But, I'm not sure what the other 2 in my top 3 would be. I have a lot of movies vying for the title. I've seriously seen a lot of vampire movies by now (used to be in a horror and cult film "club", which made me see a lot of really bad films. And, yet, even then, "Underworld" managed to be worse than a lot of films that looked like they were made on $35. Can you imagine?).

I'll just leave it as "Underworld" being in the top 3 worst vampire movies of all time, most likely in the top 2.

And, Drew, while I agree she's hot, like urklvt said, hot girls could not save that movie. Seriously, by 30 minutes into the movie, I did not want to see Kate Beckinsale's face ever again. That's how bad the movie was. But, being who I am, I watched the whole movie through and left, feeling sucked dry, horibly abused and raped by whatever idiots made that movie. It actually came out when I was still in that horor and cult film club and there wasn't really anybody who liked it. Some people said "THIS IS GONNA BE AWESOME!" before it came out, but after they saw it, even they changed their tune to somehting like, "It... it kind of sucked... you know...?  "


----------



## Roland777 (Aug 5, 2006)

But, can you tell me why it sucked? The only real example I can think of is when she uses up two clips to shoot a hole in the floor. The rest was sort of what I expected of a vampire movie. (Maybe I've been jaded by the horrid idiocy that is blade 2)


----------



## Naren (Aug 5, 2006)

Roland777 said:


> But, can you tell me why it sucked? The only real example I can think of is when she uses up two clips to shoot a hole in the floor. The rest was sort of what I expected of a vampire movie. (Maybe I've been jaded by the horrid idiocy that is blade 2)



Why Underworld sucked, you mean?

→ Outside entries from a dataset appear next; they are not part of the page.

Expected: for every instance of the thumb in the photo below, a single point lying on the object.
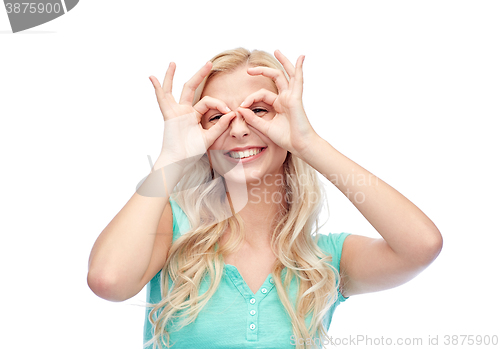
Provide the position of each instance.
(253, 120)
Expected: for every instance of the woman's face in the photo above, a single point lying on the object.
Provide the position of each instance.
(229, 149)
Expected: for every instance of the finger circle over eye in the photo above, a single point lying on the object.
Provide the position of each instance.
(262, 95)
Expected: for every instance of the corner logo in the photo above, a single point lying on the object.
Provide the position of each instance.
(28, 14)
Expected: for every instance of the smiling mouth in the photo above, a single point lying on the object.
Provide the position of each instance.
(244, 154)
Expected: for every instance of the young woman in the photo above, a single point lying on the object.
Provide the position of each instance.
(224, 229)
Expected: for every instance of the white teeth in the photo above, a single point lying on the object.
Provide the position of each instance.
(244, 154)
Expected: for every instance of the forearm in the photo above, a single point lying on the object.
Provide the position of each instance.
(406, 229)
(123, 251)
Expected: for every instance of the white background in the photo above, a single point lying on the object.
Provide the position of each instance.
(409, 90)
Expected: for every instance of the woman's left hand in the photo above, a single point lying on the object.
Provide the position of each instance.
(290, 129)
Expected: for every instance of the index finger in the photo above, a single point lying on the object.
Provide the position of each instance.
(190, 87)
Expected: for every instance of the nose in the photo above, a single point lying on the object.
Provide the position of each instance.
(238, 127)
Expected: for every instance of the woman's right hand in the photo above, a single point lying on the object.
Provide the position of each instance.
(184, 138)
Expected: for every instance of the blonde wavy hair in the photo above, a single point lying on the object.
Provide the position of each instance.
(196, 254)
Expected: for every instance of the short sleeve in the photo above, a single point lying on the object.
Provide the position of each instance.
(180, 225)
(332, 244)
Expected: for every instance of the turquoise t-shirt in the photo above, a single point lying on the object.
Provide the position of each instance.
(235, 317)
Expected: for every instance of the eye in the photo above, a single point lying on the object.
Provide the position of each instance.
(259, 111)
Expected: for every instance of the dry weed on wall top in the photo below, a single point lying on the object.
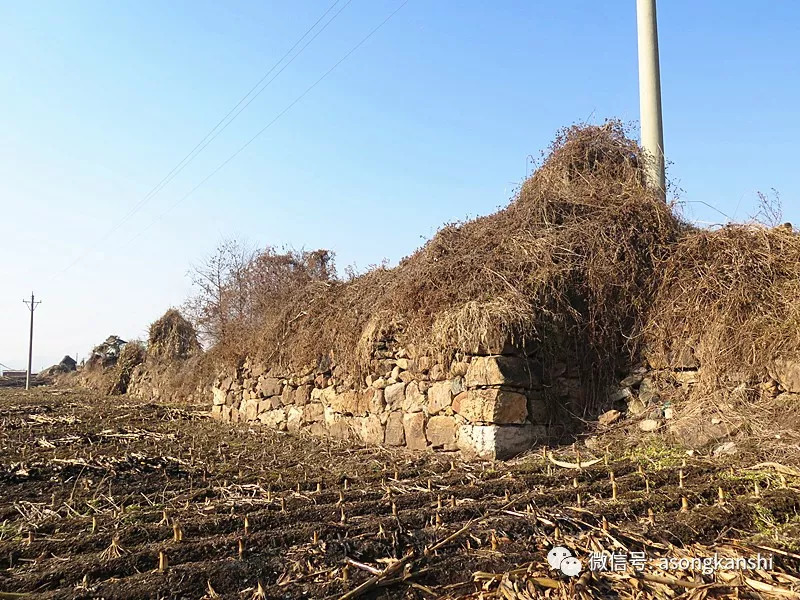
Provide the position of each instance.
(734, 296)
(568, 266)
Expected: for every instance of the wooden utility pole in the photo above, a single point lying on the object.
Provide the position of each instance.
(32, 304)
(650, 95)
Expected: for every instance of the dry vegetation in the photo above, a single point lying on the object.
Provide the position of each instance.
(112, 498)
(734, 295)
(568, 268)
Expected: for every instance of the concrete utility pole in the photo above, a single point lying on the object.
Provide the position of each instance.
(32, 304)
(650, 95)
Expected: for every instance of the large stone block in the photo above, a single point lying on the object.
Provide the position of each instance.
(414, 427)
(219, 396)
(294, 418)
(395, 433)
(250, 410)
(491, 405)
(498, 441)
(276, 419)
(313, 412)
(414, 399)
(287, 396)
(269, 386)
(395, 394)
(341, 428)
(441, 431)
(302, 395)
(787, 373)
(372, 401)
(440, 397)
(499, 370)
(538, 408)
(371, 430)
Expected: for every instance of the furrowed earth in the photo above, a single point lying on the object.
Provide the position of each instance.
(110, 497)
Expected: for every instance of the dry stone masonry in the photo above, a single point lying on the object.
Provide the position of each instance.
(490, 406)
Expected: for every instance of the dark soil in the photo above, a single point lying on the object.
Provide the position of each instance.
(79, 470)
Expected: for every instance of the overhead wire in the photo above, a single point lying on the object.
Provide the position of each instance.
(221, 125)
(271, 123)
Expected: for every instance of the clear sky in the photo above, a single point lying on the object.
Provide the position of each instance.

Actually I usually expect "coolness" from a vampire movie. I didn't get that from either Blade or Underworld. I don't see how her using two clips to shoot a hole in the floor would make the movie suck. I had absolutely no problem with that part. First of all, Underworld's story was very mindless and boring. Second of all, there were no interesting characters or characters worth rooting for (all despicable). Thirdly, the movie really just drags and drags. There were so many things in the movie that annoyed the hell out of me. I just wanted that movie to end. In my mind, I was thinking "PLEEEEASE STOP TORTURING ME AND ENDD!!" I haven't seen it in 2 years or so and I can't remember everything about it. I can remember that it was incredibly boring, stupid, and neverending. I actually can't think of anything good about it except a good-looking actress (who really got on my nerves throughout the film, making her not such a good thing) and somewhat good graphics (that pretty much just bored me most of the time). I like some completely pointless stupid movies, assuming they are interesting despite their pointlessness and stupidity, but Underworld was just so boring... damn... I can't express how bad of a film that is. It should be a great example of how NOT to make a film...


----------



## Roland777 (Aug 5, 2006)

Naren said:


> I don't see how her using two clips to shoot a hole in the floor would make the movie suck, and a bunch of stuff about how Underworld sucks



I think I'm unable to enjoy any vampire-movie ever since I saw Blade 2. That was a really bad movie - Underworld was heaps better. In any case, I realise that you can't really demand much realism from a vampire-movie, but horrendeously stupid things such as wasting two clips shooting a hole in the floor using up ammunition you could have used to shoot those you're escaping from, especially as the entire firefight takes place inside a hallway that is no more than 6 feet wide and 9 feet tall. You've got stuff that defies realism, then you've got stuff that is abso-totally idiotic.


----------